Porch Rap Session on Resilience, Post-Katrina, Post-Fire
December 2015
Women With A Vision found a home in a former law office on Broad Street in 2015 after the arson attack forced us out of our offices for three years. The offices on Broad once again served as a sanctuary for our clients and our team, a place where we cared for each other and dreamt of a world otherwise. The office’s front porch, overlooking the rapidly gentrifying Broad Street corridor, was a place where we welcomed our community and continued to weave together Women With A Vision’s theory on the ground.
We reflected on what it meant to have been placeless all those years. “Resilience” was on everyone’s lips around the tenth anniversary of Hurricane Katrina—from the politicians who were trying to excuse their incompetent responses after the storm, to the developers who had bulldozed housing projects to make ways for a new, whiter New Orleans. It seemed like everyone wanted to talk about how we have “overcome,” but no one was ready to talk about the systems of oppression that made such “resilience” necessary. And so we decided to do what WWAV does: we came together to talk it out.

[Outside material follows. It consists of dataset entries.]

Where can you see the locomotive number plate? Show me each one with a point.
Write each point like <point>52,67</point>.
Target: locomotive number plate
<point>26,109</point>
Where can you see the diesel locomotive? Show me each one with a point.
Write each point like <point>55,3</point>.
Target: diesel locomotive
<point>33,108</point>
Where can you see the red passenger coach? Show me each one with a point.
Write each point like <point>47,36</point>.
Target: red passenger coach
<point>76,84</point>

In a conversation in December of 2015 the WWAV team named how it was the same tactics from the racial capitalism playbook (isolation, blame, criminalize, destabilize, erase, and take) that were responsible for the destruction and displacement in post Hurricane Katrina and for the uninvestigated arson attack on Women With A Vision’s offices.

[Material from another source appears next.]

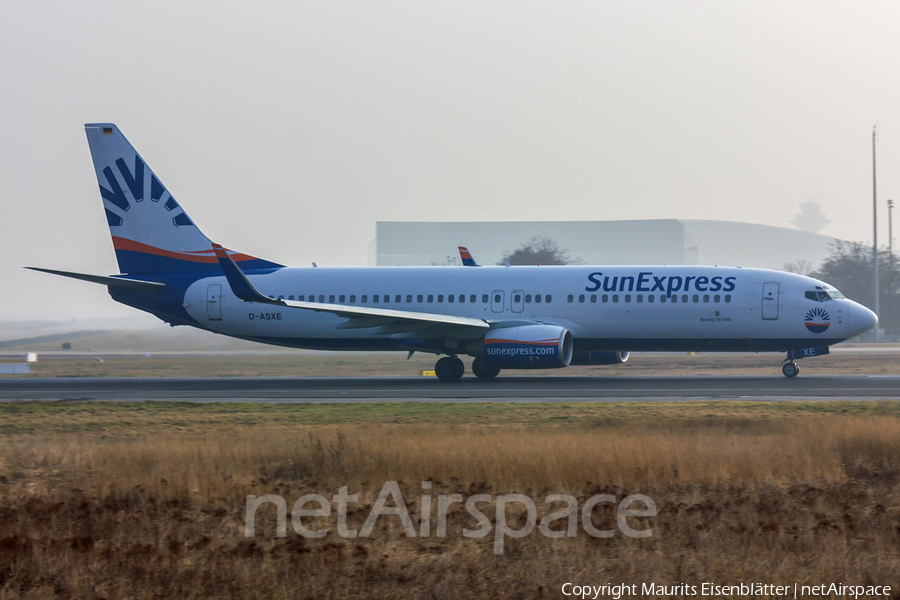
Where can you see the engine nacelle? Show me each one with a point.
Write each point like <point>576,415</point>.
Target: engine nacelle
<point>599,358</point>
<point>527,347</point>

On that front porch, the WWAV team refused to accept the displacement of our communities through the creation of the gentrified “new New Orleans.” We used our speech to tell of the realities of racial capitalism’s terrors on both the macro and micro levels, and we spoke of a world otherwise as we dreamt of a New Orleans “for young Black girls like me, who come from the ‘hood, come from the Lower Ninth Ward-hood that has been taken away.”